Import/Export Updates

File: api_layer/schemas/__init__.py

from .run import Run, RunStatus
from .run_event import RunEvent, RunEventLevel, RunEventList

File: api_layer/api/__init__.py

from .run import DgApiRunApi
from .run_event import DgApiRunEventApi

Testing Strategy

Test Structure

Following existing patterns from api_tests/:

File: dagster_dg_cli_tests/cli_tests/api_tests/run_tests/scenarios.yaml

success_get_run:
  command: "dg api run get test-run-123 --json"

success_get_run_human:
  command: "dg api run get test-run-123"

run_not_found:
  command: "dg api run get nonexistent-run --json"

File: dagster_dg_cli_tests/cli_tests/api_tests/run_event_tests/scenarios.yaml

success_get_events:
  command: "dg api run-events get test-run-123 --json"

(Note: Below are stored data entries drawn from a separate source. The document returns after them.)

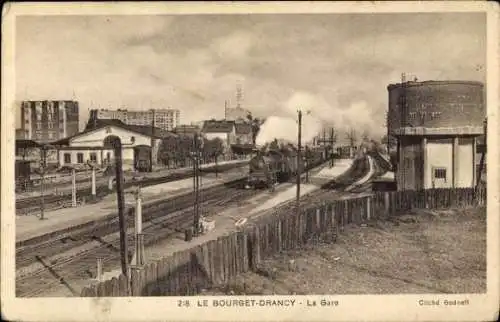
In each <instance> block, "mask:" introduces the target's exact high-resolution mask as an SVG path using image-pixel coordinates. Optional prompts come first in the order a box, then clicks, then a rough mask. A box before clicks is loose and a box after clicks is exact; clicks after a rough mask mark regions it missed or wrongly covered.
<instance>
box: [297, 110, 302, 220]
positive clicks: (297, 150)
mask: <svg viewBox="0 0 500 322" xmlns="http://www.w3.org/2000/svg"><path fill="white" fill-rule="evenodd" d="M297 136H298V137H297V141H298V142H297V215H298V214H299V211H300V175H301V174H302V173H301V172H302V171H301V170H302V157H301V153H300V152H301V149H302V111H300V110H299V130H298V135H297Z"/></svg>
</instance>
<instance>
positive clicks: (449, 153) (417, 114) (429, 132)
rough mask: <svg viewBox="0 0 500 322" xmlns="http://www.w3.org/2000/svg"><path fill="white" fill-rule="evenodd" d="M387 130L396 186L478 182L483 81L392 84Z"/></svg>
mask: <svg viewBox="0 0 500 322" xmlns="http://www.w3.org/2000/svg"><path fill="white" fill-rule="evenodd" d="M388 91H389V113H388V124H387V126H388V129H389V134H390V135H392V136H394V137H396V138H397V156H396V160H397V167H396V175H395V177H396V184H397V189H398V190H420V189H431V188H466V187H473V186H474V185H475V183H476V176H477V173H476V163H477V153H476V151H477V146H476V145H477V139H478V137H479V136H481V135H483V134H484V124H483V122H484V120H485V116H486V108H485V104H484V101H485V99H484V95H485V92H484V85H483V84H482V83H480V82H473V81H424V82H416V81H415V82H413V81H410V82H403V83H399V84H391V85H389V86H388Z"/></svg>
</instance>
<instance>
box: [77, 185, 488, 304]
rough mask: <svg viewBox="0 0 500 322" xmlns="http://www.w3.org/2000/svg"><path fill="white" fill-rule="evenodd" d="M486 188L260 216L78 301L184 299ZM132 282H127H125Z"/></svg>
mask: <svg viewBox="0 0 500 322" xmlns="http://www.w3.org/2000/svg"><path fill="white" fill-rule="evenodd" d="M485 204H486V188H485V187H481V188H480V189H478V190H477V191H474V189H430V190H423V191H394V192H377V193H375V194H372V195H369V196H365V197H361V198H353V199H346V200H336V201H331V202H327V203H325V204H323V205H321V206H313V207H310V208H303V209H302V210H301V212H300V214H297V213H296V212H293V213H277V214H274V215H271V216H262V217H261V218H259V221H258V222H256V223H255V224H254V225H251V226H249V227H246V228H245V230H243V231H238V232H234V233H231V234H228V235H225V236H222V237H219V238H218V239H217V240H211V241H209V242H207V243H205V244H203V245H200V246H197V247H194V248H192V249H189V250H185V251H182V252H177V253H174V254H173V255H171V256H169V257H167V258H164V259H162V260H159V261H155V262H151V263H149V264H147V265H145V266H144V267H133V268H131V274H130V278H128V277H126V276H124V275H121V276H120V277H119V278H113V279H111V280H108V281H105V282H100V283H97V284H93V285H90V286H88V287H85V288H84V289H83V290H82V293H81V296H84V297H95V296H98V297H106V296H165V295H171V296H184V295H195V294H197V293H199V291H200V290H201V289H207V288H210V287H211V286H214V285H224V284H226V283H227V282H228V281H229V280H230V279H231V278H233V277H235V276H236V275H238V274H240V273H243V272H246V271H248V270H257V269H258V267H259V264H260V262H261V261H262V260H263V259H266V258H268V257H269V256H272V255H274V254H276V253H279V252H281V251H286V250H292V249H295V248H298V247H301V246H304V245H306V244H310V243H315V242H318V241H324V242H335V241H336V240H337V236H338V233H339V231H343V230H344V229H345V228H346V226H348V225H350V224H361V223H363V222H366V221H368V220H376V219H379V218H387V217H389V216H395V215H398V214H403V213H405V212H406V211H408V210H410V209H415V208H427V209H439V208H451V207H467V206H484V205H485ZM129 280H130V283H129Z"/></svg>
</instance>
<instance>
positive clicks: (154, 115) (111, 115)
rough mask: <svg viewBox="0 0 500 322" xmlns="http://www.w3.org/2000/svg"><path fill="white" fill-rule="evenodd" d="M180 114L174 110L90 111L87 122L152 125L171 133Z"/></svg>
mask: <svg viewBox="0 0 500 322" xmlns="http://www.w3.org/2000/svg"><path fill="white" fill-rule="evenodd" d="M180 114H181V113H180V111H179V110H176V109H150V110H147V111H129V110H123V109H118V110H107V109H99V110H98V109H95V110H91V111H90V117H89V122H93V121H94V120H103V119H115V120H120V121H122V122H123V123H125V124H128V125H152V124H154V126H156V127H159V128H161V129H164V130H167V131H171V130H173V129H174V128H175V127H177V126H178V125H179V124H180ZM153 120H154V123H153Z"/></svg>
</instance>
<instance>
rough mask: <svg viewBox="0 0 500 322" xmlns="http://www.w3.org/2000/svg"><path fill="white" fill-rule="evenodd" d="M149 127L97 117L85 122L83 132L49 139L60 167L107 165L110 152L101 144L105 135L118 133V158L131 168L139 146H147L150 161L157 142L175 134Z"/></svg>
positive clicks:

success_get_events_filtered:
  command: "dg api run-events get test-run-123 --type STEP_SUCCESS,STEP_FAILURE --step transform --limit 50 --json"

success_get_events_human:
  command: "dg api run-events get test-run-123"

events_run_not_found:
  command: "dg api run-events get nonexistent-run --json"

Test Execution

  1. Record GraphQL responses: dagster-dev dg-api-record run --recording success_get_run
  2. Record event responses: dagster-dev dg-api-record run-events --recording success_get_events
  3. Generate snapshots: pytest api_tests/run_tests/ --snapshot-update
  4. Update compliance tests: Add new API classes to test_rest_compliance.py

Implementation Phases

Phase 1: Core Infrastructure

  1. Create schema definitions (run.py, run_event.py)
  2. Implement GraphQL adapters with exact queries from spec
  3. Add error mappings for RunNotFoundError to shared.py

Phase 2: API Layer

  1. Implement DgApiRunApi class with get_run() method
  2. Implement DgApiRunEventApi class with full filtering support
  3. Add client-side filtering functions as specified

Phase 3: CLI Layer

  1. Create CLI commands with exact argument/option structure
  2. Implement output formatters matching specification exactly
  3. Add proper error handling and authentication checks

Phase 4: Integration & Testing

  1. Update CLI group registration and imports
  2. Create test scenarios and record GraphQL fixtures
  3. Generate snapshot tests for output consistency
  4. Update compliance tests for new API classes

Compliance with Specification

This implementation ensures 100% compliance with RUN_API_SPECIFICATION.md:

  • CLI Interface: Exact command structure, arguments, and options
  • Data Models: All Pydantic models match specification exactly
  • GraphQL Query: Uses the exact logsForRun query from spec
  • Filtering Logic: Client-side filtering algorithms as specified
  • Output Formats: Table and JSON formats match specification exactly
  • Error Handling: Proper error mapping and consistent error responses
  • Authentication: Uses existing Dagster Plus authentication patterns

The implementation maintains the established patterns while providing the exact interface defined in the specification.